I was playing around with semidirect products and tried finding a non abelian semi direct product of $\mathbb{Z}_2\times \mathbb{Z}_2\rtimes \mathbb{Z}_2$. I couldn't find a group that worked, and I realized this was because the non abelian groups of order 8 ($D_8$ and $Q$) didn't have $\mathbb{Z}_2\times\mathbb{Z}_2$ as a subgroup.
So my question is whether we can identify when a group can be expressed as a semi-direct product that includes $\mathbb{Z}_2\times\mathbb{Z}_2$. For example, how do we know if more than one group of order 20 can be written as a semidirect product of $\mathbb{Z}_2\times\mathbb{Z}_2$?

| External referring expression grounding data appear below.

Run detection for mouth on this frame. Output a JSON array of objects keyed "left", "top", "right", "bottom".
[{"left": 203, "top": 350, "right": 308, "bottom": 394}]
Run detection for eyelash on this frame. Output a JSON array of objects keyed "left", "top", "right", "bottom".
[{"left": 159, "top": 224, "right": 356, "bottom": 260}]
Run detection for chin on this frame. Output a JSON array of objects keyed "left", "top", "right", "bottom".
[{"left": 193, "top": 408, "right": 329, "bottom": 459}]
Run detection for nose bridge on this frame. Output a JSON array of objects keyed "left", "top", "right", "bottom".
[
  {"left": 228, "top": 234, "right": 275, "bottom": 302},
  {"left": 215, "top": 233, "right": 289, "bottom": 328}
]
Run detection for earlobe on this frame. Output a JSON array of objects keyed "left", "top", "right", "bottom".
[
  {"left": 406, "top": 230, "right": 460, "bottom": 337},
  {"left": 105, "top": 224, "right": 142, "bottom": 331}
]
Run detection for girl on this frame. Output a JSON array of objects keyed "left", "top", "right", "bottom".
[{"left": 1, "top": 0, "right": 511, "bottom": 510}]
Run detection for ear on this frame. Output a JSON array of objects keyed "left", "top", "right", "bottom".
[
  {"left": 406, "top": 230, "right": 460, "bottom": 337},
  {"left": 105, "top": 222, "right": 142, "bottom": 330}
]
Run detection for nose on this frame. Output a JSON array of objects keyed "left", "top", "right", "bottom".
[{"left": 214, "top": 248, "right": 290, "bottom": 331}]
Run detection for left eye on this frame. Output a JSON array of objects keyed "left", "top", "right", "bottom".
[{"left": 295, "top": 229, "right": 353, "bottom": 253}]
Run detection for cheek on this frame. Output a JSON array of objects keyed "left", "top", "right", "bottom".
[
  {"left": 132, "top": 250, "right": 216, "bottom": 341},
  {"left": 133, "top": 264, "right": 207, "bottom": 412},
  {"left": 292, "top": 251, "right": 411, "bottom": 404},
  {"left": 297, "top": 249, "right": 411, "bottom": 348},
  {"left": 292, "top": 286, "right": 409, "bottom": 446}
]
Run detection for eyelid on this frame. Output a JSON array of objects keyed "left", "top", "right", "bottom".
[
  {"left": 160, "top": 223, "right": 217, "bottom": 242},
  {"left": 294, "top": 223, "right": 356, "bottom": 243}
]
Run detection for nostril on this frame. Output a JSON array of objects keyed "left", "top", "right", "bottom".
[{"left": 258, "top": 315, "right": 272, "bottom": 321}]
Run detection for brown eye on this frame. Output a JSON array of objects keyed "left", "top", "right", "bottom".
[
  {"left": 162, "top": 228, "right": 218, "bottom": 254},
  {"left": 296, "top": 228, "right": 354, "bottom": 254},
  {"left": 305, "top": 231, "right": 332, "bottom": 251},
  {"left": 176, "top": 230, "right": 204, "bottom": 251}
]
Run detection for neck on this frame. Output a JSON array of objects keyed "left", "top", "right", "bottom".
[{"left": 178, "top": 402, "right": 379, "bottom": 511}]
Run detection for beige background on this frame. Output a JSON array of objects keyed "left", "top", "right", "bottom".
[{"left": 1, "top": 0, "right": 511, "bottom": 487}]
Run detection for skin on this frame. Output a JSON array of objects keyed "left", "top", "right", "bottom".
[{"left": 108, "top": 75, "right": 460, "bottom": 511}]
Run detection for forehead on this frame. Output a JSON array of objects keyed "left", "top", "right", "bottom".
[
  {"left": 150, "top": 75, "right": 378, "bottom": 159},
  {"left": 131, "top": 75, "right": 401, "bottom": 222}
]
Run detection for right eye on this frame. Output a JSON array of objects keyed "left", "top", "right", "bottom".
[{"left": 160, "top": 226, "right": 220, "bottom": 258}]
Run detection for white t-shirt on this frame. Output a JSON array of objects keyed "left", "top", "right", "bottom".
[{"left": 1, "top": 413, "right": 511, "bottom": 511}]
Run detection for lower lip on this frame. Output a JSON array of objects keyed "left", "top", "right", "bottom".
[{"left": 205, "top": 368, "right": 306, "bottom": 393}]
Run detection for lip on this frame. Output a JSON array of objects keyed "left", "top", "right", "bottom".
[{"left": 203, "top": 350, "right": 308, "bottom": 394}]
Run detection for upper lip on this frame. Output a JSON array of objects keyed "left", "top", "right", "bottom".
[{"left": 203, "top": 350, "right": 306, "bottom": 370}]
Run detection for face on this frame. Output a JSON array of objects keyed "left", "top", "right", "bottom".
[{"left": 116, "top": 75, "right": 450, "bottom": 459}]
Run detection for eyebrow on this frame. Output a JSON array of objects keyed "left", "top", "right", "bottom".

(I say "more than one" because of the direct product $\mathbb{Z}_2\times\mathbb{Z}_2\times\mathbb{Z}_5$, which is technically a semidirect product)
Thanks a lot.
But $D_8$ does have $\mathbb{Z}_2 \times \mathbb{Z}_2$ as a subgroup: using the presentation $$D_8 = \langle a,b \mid a^2 = b^2 = (ab)^4 = Id\rangle$$ the subgroup generated by $a$ and $bab$ is isomorphic to $\mathbb{Z}_2 \times \mathbb{Z}_2$.
To get a non-abelian semidirect product $(\mathbb{Z}_2 \times \mathbb{Z}_2) \rtimes \mathbb{Z}_2$ all you need is an order 2 isomorphism of $\mathbb{Z}_2 \times \mathbb{Z}_2$, for example swap the two generators.
But there are no nonabelian groups of order 20 which are semidirect products of the form $$(\mathbb{Z}_2 \times \mathbb{Z}_2) \rtimes \text{(some order 5 group)} $$ because the only order 5 group is cyclic and there are no order 5 automorphisms of $\mathbb{Z}_2 \times \mathbb{Z}_2$.